Sin embargo, la dirección de la universidad impugnó enérgicamente la legalidad de la operación. Dirigiéndose a la multitud de manifestantes, el rector de la universidad, Vladan Đokić, afirmó que la policía entró en las instalaciones sin la debida justificación legal, buscó documentos y confiscó ordenadores. "Pueden registrar las instalaciones de la universidad, pero no pueden registrar la conciencia de la gente", declaró Đokić a los manifestantes.
La tensión se intensificó en el centro de la capital cuando los manifestantes, al grito de "perros" y "traidores", protagonizaron breves escaramuzas con las fuerzas del orden.

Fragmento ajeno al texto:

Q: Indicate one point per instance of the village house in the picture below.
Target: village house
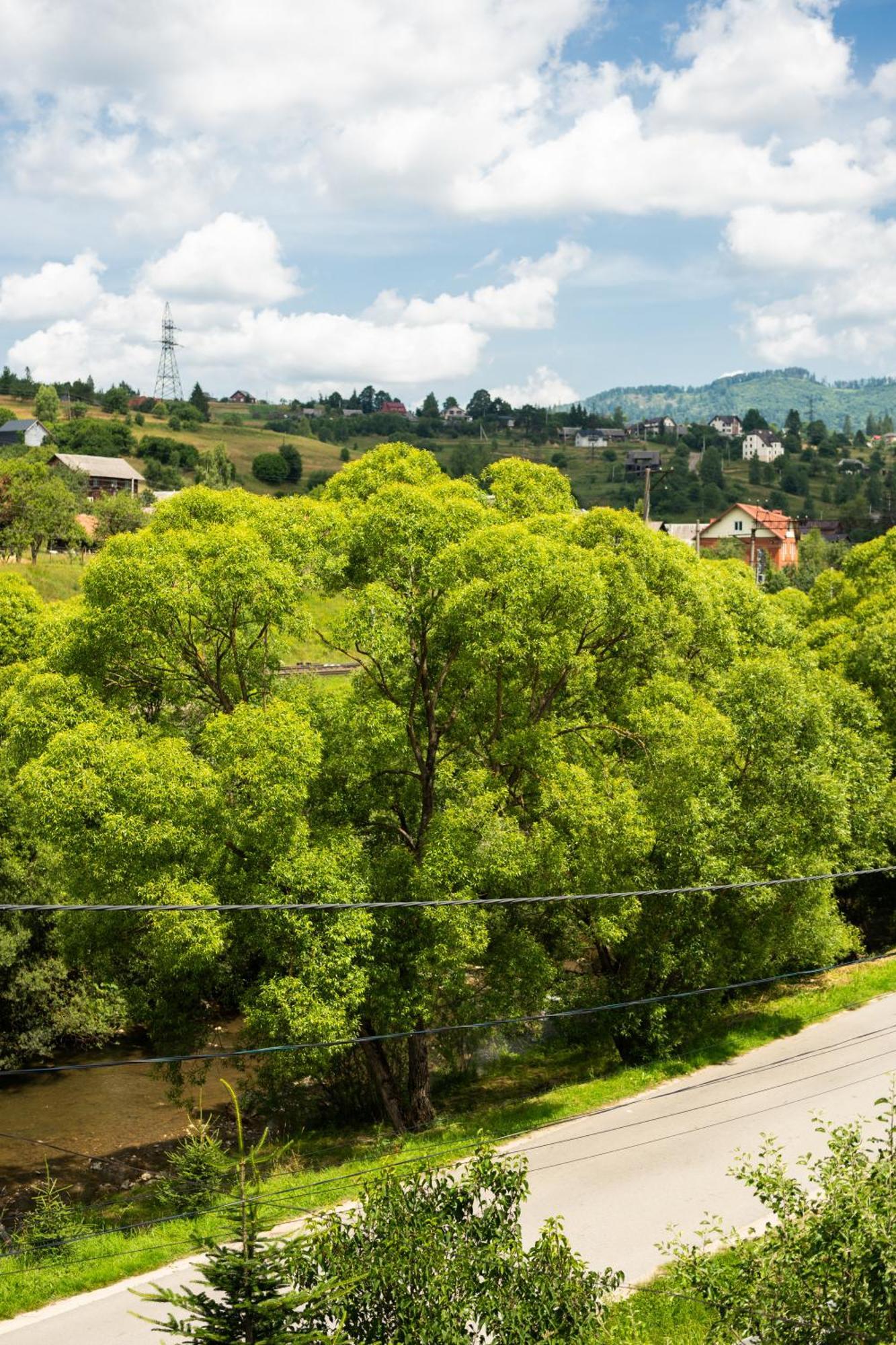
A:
(766, 536)
(651, 428)
(106, 475)
(728, 426)
(762, 445)
(33, 434)
(638, 461)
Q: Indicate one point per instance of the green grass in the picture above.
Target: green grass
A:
(516, 1096)
(657, 1316)
(56, 578)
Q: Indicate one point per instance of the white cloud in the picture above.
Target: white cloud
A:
(58, 290)
(848, 307)
(528, 302)
(231, 259)
(213, 270)
(755, 63)
(544, 388)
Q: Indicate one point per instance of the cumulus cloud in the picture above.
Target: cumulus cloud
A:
(544, 388)
(526, 302)
(58, 290)
(755, 63)
(213, 272)
(231, 259)
(849, 305)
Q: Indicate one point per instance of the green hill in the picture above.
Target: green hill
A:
(772, 392)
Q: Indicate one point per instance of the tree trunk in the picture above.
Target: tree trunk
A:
(382, 1079)
(420, 1109)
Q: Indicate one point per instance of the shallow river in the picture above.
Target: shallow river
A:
(122, 1116)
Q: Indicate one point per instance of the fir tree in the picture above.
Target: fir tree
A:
(248, 1299)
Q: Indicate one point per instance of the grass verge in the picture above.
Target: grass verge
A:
(325, 1167)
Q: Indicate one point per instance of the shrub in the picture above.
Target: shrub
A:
(272, 469)
(438, 1258)
(50, 1222)
(294, 462)
(200, 1169)
(826, 1270)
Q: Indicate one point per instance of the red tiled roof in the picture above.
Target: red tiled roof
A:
(771, 518)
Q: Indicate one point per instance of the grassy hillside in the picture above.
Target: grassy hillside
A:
(772, 392)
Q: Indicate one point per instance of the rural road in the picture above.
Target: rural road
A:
(620, 1178)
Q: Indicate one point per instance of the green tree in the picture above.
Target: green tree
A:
(524, 489)
(272, 469)
(479, 404)
(430, 1257)
(116, 400)
(201, 401)
(826, 1269)
(294, 461)
(46, 404)
(754, 420)
(248, 1299)
(216, 470)
(119, 513)
(19, 611)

Varios testigos presenciales informaron de que los agentes de policía utilizaron porras para dispersar a la multitud.
Estos últimos disturbios se enmarcan en una ola más amplia de protestas antigubernamentales que sacuden Serbia desde diciembre de 2024, desencadenadas por el trágico derrumbe de la marquesina de una estación de tren en la ciudad norteña de Novi Sad, que se cobró 16 vidas. Las manifestaciones estudiantiles se producen tras las concentraciones masivas celebradas el pasado mes de marzo, que marcaron el punto álgido de meses de protestas diarias contra la corrupción. Estas continuas movilizaciones representan el mayor desafío a los 13 años de gobierno del presidente Aleksandar Vučić.